Phase information associated with a fringe pattern in an interferogram from digital holographic microscopy (DHM) is calculated by shifting the fringe through different known phase increments or by Fourier transforming the fringe pattern, which is obtained by adding a considerable tilt to the wave front causing carrier fringes [1, 2]. In either case, the phase distribution of a phase image means that principal values are wrapped in a range of −π to π, which can cause 2π phase jumps due to phase periodicity (with a phase modulus of 2π) of trigonometric functions. A phase unwrapping process must be conducted to remove 2π phase discontinuities in the image and obtain an estimate of the true continuous phase image. Phase unwrapping consists of detecting the location of the phase jump then connecting adjacent pixels by adding or subtracting multiples of 2π to remove phase discontinuities.
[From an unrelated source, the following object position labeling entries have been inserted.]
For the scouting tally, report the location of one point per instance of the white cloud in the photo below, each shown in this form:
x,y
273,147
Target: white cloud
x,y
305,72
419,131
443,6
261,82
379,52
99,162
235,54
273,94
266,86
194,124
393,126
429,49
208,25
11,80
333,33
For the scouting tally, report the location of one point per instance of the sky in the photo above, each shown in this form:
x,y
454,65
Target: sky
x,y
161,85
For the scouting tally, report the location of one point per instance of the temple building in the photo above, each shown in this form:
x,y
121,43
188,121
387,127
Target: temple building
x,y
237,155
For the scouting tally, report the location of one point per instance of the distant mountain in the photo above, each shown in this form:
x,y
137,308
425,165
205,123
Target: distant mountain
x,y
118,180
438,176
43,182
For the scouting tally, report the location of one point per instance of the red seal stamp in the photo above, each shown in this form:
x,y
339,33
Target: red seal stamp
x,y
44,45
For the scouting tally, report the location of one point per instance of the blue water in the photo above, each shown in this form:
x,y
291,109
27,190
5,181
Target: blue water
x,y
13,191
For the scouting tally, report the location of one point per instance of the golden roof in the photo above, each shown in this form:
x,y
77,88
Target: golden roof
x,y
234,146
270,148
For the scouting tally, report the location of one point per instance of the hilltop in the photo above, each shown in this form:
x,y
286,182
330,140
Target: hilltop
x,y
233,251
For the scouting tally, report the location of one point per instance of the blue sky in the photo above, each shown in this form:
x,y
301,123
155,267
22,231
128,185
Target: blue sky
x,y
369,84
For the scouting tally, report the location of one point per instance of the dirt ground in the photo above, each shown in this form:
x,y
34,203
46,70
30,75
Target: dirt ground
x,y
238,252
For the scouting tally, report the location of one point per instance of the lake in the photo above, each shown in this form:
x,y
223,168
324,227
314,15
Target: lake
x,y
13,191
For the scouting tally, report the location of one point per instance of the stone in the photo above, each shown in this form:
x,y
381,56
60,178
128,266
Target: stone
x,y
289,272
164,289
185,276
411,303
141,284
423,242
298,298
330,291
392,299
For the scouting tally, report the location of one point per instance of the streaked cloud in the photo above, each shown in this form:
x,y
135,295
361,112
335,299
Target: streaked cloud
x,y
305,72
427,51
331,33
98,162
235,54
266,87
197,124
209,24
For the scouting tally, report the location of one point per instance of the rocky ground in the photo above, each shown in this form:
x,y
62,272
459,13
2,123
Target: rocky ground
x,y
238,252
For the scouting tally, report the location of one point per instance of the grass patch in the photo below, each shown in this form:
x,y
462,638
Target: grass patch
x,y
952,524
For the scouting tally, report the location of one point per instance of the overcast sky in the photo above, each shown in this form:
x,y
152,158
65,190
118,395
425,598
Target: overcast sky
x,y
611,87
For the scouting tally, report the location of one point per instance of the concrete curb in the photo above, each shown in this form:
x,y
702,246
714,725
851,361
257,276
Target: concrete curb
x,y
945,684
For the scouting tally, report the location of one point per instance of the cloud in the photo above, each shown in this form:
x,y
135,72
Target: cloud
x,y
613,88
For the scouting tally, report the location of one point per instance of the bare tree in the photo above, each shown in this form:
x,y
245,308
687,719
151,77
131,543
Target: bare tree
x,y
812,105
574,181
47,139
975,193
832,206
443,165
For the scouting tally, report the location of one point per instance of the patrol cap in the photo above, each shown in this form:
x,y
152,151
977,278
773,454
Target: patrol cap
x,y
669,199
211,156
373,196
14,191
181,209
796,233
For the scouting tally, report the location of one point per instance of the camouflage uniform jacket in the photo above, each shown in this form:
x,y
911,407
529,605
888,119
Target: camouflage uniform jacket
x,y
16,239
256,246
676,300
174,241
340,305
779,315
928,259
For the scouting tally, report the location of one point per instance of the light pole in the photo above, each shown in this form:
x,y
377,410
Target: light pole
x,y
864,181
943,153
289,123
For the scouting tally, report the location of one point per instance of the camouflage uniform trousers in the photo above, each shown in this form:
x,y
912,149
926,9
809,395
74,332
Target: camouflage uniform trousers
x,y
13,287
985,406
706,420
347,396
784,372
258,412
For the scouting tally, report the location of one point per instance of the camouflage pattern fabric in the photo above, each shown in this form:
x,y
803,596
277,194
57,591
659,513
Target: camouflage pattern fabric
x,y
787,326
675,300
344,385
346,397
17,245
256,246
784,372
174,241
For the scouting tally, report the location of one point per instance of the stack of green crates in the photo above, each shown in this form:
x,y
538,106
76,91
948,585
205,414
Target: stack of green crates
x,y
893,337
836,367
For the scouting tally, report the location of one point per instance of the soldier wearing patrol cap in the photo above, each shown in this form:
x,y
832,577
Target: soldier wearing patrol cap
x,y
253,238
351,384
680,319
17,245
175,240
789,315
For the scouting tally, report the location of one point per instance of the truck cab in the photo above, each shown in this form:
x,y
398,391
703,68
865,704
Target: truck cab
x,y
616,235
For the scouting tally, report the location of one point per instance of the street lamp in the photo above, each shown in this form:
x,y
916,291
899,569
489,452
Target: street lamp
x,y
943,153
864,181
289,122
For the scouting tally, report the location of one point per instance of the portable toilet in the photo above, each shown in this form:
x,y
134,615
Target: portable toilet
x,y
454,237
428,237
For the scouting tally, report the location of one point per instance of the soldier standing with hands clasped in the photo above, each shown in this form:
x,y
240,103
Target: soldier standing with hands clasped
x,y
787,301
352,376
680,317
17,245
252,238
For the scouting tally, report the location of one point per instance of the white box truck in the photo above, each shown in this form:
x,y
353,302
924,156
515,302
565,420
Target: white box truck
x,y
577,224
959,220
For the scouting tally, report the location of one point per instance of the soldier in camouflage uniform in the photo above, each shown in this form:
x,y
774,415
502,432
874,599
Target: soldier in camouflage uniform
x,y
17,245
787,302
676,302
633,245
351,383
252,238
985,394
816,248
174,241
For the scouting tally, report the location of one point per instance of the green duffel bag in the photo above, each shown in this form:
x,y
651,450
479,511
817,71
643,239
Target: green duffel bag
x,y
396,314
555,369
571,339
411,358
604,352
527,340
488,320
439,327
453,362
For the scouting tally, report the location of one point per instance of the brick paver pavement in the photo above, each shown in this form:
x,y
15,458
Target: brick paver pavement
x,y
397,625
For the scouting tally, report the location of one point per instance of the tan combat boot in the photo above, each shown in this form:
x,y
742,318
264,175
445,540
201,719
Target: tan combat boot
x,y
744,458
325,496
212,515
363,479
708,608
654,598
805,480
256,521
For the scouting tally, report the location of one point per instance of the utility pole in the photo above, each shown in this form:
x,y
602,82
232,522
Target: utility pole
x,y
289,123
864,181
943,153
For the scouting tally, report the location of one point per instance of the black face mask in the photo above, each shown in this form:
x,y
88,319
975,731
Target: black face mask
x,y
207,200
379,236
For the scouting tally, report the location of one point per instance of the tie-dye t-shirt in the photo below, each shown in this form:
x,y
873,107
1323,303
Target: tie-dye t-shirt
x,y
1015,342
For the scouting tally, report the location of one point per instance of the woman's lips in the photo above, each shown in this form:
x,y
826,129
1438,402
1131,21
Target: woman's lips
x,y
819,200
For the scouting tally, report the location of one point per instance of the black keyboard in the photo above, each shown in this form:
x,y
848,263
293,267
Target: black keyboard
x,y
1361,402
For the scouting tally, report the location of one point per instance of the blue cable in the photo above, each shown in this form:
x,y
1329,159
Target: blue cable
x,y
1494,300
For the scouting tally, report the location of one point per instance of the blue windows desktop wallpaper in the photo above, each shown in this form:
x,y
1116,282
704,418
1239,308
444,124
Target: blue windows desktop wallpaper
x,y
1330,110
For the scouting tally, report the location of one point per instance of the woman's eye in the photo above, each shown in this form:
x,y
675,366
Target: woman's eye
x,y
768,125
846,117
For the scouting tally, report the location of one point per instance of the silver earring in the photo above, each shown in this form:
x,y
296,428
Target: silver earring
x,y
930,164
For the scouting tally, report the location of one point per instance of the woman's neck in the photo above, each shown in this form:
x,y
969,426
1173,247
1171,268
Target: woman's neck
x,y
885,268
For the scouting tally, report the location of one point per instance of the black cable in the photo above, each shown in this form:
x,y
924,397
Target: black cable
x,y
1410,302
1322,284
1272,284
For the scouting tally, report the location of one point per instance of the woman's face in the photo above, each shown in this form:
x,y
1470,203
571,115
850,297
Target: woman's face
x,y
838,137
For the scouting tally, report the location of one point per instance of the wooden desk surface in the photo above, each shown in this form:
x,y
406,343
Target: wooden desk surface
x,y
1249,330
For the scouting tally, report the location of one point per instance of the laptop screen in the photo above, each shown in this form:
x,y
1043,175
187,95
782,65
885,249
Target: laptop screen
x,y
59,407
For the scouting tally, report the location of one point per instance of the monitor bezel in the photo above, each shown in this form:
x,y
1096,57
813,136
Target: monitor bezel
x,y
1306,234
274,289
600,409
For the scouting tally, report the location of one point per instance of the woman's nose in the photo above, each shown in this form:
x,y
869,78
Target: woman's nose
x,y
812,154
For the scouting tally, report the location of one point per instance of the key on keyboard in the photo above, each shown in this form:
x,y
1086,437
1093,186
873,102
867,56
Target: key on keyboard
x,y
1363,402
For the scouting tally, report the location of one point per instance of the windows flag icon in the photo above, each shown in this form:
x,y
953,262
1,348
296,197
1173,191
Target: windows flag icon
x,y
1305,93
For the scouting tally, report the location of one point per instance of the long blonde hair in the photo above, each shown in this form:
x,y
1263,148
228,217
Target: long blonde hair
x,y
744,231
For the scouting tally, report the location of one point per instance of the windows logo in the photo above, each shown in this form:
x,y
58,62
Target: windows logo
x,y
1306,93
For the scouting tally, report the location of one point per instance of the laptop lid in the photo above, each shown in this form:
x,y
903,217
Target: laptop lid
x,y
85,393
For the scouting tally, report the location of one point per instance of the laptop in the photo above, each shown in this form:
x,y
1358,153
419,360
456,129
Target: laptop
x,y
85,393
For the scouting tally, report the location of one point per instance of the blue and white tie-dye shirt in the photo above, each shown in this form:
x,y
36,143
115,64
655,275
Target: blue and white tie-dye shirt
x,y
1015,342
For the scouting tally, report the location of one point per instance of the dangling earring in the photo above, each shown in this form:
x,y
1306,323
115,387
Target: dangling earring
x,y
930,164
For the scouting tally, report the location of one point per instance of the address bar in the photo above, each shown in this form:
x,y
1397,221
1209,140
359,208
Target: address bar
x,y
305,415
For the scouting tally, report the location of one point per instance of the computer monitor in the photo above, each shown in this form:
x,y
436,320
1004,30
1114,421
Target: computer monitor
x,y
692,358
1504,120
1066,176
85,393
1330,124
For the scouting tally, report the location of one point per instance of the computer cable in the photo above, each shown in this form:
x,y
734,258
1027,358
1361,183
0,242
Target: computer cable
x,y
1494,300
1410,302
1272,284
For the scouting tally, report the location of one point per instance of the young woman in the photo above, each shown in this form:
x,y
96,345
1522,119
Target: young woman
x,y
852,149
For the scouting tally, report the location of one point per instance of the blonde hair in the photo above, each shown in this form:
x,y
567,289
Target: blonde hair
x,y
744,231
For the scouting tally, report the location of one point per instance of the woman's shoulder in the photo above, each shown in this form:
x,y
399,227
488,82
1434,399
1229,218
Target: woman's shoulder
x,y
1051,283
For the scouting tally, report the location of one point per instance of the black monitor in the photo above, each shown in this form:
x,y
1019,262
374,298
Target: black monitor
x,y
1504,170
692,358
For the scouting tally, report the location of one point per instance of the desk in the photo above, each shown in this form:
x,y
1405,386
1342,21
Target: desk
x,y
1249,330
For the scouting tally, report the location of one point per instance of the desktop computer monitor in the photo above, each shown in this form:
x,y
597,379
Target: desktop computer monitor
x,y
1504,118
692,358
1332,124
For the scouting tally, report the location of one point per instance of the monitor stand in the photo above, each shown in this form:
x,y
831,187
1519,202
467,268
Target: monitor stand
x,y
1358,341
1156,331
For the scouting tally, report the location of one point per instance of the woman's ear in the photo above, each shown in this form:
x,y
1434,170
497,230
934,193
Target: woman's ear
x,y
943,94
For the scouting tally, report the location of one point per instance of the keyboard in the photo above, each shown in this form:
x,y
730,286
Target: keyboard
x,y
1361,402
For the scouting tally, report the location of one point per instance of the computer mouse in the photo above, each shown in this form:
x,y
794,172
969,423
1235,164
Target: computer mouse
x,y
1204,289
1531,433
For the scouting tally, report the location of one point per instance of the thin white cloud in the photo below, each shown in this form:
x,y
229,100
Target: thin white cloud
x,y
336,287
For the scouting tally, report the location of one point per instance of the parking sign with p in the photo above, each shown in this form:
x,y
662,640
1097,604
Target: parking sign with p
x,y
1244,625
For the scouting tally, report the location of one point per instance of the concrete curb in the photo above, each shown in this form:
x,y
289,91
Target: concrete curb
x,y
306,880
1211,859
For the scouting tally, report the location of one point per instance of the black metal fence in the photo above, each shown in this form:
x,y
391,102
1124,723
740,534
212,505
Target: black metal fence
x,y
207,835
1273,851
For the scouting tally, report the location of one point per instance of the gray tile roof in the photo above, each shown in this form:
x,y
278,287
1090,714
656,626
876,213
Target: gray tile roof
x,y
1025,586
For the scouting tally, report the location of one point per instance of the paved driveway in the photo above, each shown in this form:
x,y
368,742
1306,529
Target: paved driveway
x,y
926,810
Many phase unwrapping algorithms were proposed to solve challenging problems such as phase discontinuities. Phase unwrapping algorithms can be generally grouped into three major categories: global algorithms, region algorithms, and path‐following algorithms [3, 4]. Global algorithms minimize differences between discrete gradients of wrapped and unwrapped phase images [5–11]. The L_P‐norm and least‐squares algorithms are typical examples of this category. Although these algorithms are generally robust, their computational requirements are huge, making them unsuitable for real‐time, ...